Pour les trois chercheuses, aucun protocole n’était disponible dans les universités afin de connaître les ressources à portée de main pour faciliter la poursuite de leurs études. S’il existe quelques bourses de maternité à l’UdeM, elles sont proposées tous les deux ans et offrent une somme de 4?000 $, ce qui ne permet pas de répondre aux réels besoins des parents étudiants. Selon Jessica, un premier pas serait d’offrir des frais de garderie dans les remboursements de frais de colloque, afin de soulager le fardeau financier que vivent les parents en déplacement. « Aussi, le congé de maternité devrait être officiellement reconnu et on devrait cesser de le confondre avec un simple arrêt d’études », ajoute-t-elle. Cette suggestion est d’ailleurs partagée par Aude, qui propose en plus d’installer des aires d’allaitement dans les départements. Si l’UdeM offre déjà un système de garderie, Leïla le juge mal adapté à la demande. Elle souhaiterait plutôt une halte-garderie de quelques heures, afin de permettre aux étudiantes de participer à leurs séminaires. [NDLR: Un service de cet ordre est cependant offert par la FAÉCUM.]
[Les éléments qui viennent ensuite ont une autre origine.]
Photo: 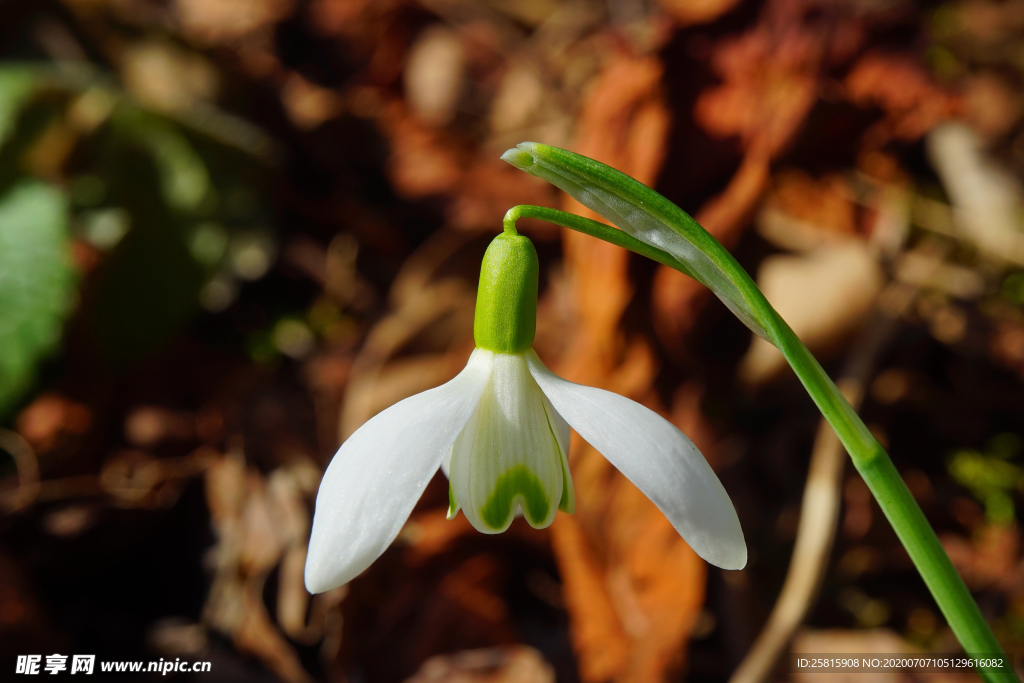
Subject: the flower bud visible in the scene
[473,231,540,353]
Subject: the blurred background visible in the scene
[0,0,1024,683]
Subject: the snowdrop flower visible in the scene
[305,229,746,593]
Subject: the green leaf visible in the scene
[502,142,775,343]
[0,181,74,416]
[0,68,36,144]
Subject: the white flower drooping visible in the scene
[305,230,746,593]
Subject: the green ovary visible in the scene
[480,465,551,529]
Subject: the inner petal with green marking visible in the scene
[449,353,574,533]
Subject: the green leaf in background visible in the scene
[0,182,74,416]
[0,68,36,143]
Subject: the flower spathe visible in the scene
[305,231,746,593]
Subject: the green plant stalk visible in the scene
[505,204,1018,682]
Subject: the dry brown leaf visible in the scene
[651,145,769,352]
[406,645,555,683]
[845,52,959,148]
[657,0,739,27]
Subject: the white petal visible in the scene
[541,391,575,514]
[526,350,746,569]
[449,353,562,533]
[305,349,494,593]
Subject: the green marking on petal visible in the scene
[480,465,551,529]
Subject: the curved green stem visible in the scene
[505,202,1018,682]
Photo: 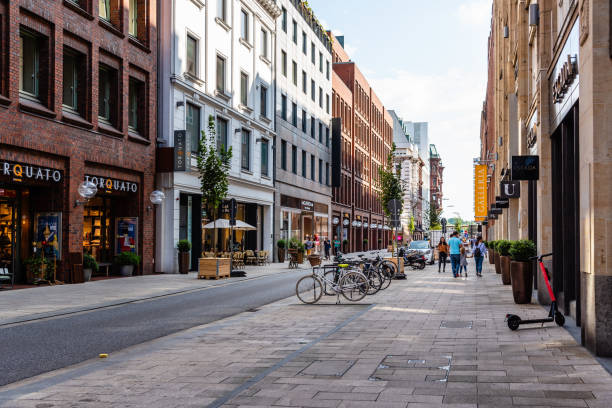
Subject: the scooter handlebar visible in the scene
[529,252,553,261]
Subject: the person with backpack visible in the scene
[472,235,487,277]
[436,235,449,273]
[448,231,461,278]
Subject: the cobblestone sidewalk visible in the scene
[0,265,612,408]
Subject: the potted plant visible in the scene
[497,239,512,285]
[83,254,98,282]
[297,242,306,265]
[510,239,536,304]
[176,239,191,275]
[276,239,287,263]
[493,240,501,275]
[23,256,45,283]
[115,251,140,276]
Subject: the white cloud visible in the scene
[457,0,492,26]
[371,69,485,219]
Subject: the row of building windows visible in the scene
[281,95,330,147]
[281,50,330,114]
[280,140,330,186]
[281,7,331,80]
[185,107,270,177]
[64,0,149,45]
[19,27,148,137]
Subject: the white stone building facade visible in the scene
[274,0,332,252]
[155,0,281,273]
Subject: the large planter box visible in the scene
[499,256,511,285]
[510,261,533,305]
[198,258,230,279]
[494,252,501,275]
[385,258,404,275]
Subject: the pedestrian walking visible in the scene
[448,231,461,278]
[436,235,449,273]
[323,238,331,259]
[472,235,487,277]
[459,244,468,278]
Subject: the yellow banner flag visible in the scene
[474,164,487,221]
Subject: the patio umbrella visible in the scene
[204,218,257,231]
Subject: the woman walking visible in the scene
[459,244,467,278]
[472,235,487,277]
[436,236,448,273]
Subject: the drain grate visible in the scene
[369,355,452,382]
[440,320,474,329]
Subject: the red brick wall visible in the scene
[0,0,157,273]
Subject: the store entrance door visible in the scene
[0,196,17,284]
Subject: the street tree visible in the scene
[196,115,232,251]
[425,203,442,230]
[378,143,404,217]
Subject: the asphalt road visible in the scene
[0,271,307,385]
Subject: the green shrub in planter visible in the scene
[83,254,98,273]
[497,239,512,256]
[115,251,140,266]
[509,239,537,262]
[176,239,191,252]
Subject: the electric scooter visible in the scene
[506,253,565,330]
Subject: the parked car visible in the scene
[408,240,435,265]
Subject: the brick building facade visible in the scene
[332,33,393,252]
[0,0,157,282]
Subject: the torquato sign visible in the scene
[0,161,62,183]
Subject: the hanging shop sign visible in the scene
[174,130,187,171]
[85,175,138,194]
[300,200,314,211]
[552,54,578,103]
[499,181,521,198]
[474,164,488,221]
[115,217,138,255]
[495,196,510,208]
[0,161,63,183]
[34,212,62,261]
[512,156,540,181]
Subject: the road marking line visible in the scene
[207,304,376,408]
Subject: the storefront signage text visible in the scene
[552,55,578,103]
[0,162,62,183]
[302,200,314,211]
[511,156,540,181]
[85,175,138,193]
[499,181,521,198]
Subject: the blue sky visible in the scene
[309,0,492,219]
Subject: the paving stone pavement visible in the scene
[0,265,612,408]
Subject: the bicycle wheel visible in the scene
[381,261,397,279]
[378,264,393,290]
[295,275,323,304]
[322,270,342,296]
[340,272,370,302]
[363,267,384,295]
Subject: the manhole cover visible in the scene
[300,360,355,377]
[440,320,474,329]
[369,355,452,382]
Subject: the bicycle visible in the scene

Ces suggestions sont simples, efficaces, mais encore loin de la réalité actuelle. Parce que l’âge d’avoir des enfants correspond généralement à l’âge d’entrée aux études supérieures, il existe une nette inégalité entre les hommes et les femmes dans le milieu universitaire. Malgré les avancements des dernières années en ce qui a trait à l’équité de traitement entre les sexes, un fait se dégage : tant que les universités ne feront pas en sorte d’alléger le fardeau des étudiantes voulant devenir mères, un sexisme systémique quant à l’égalité des chances entre hommes et femmes continuera de se perpétrer et empêchera de briser, une bonne fois pour toutes, le plafond de verre.